Kirkby gives up most of her sight as the bottom person, but she’s OK with that, since she feels more connected to the sled. Forgan is the one who steers the sled, while Kirkby’s job is to save it when she feels like they’re too high or low on the track.
“That’s the style that we have established, and she’s also seeing things,” Kirkby said. “If we flip or crash, we flip onto her. Different women’s doubles (teams) have different styles, I’ve noticed. Another team I know has the bottom woman doing a majority of the steers, while the top woman is lying back and having a good position. That was an interesting thing I learned this year, that some people are doing it differently.”
Kirkby said she’s enjoyed having a doubles partner in her luge journey, because you have someone to go through all the hard times and good times together.
“Because sometimes those hard times can suck, like crashing four times in a row in Sigulda,” she said.
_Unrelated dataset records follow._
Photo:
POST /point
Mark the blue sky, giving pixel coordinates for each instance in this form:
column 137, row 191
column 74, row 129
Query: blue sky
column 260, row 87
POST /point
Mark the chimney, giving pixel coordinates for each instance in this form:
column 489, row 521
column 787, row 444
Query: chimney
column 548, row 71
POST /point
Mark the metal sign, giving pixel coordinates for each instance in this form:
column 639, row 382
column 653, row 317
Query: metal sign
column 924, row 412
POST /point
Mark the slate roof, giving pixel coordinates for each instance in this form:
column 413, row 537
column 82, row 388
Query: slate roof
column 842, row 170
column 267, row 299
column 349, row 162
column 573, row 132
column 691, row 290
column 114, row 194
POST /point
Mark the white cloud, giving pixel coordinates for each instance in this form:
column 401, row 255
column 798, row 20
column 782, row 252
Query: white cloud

Kirkby said what makes her and Forgan work so well together is their personalities, because they do have similarities, but they are also different.
“I really like how she is precise and she makes sure that things get done and Chevonne is very particular about things, which is great because she works on the sled,” Kirkby said. “My job is to carry the sled; traditionally, a bottom person’s job is to carry the sled and the top person’s job is to do maintenance on the sled as in steel work and running sandpaper on the steel edges, because they get damaged every day going on the track. I do some stuff that she tells me to, ‘I need you to do this, this, this and that’ and just go ‘OK.'”
As far as this upcoming season goes, Kirkby said it’s a goal to break some start records.
“We had one taken, we had a new one broken and we also took Whistler,” she said. “As far as I know, we have four start records in the world right now and two track records and I want more.”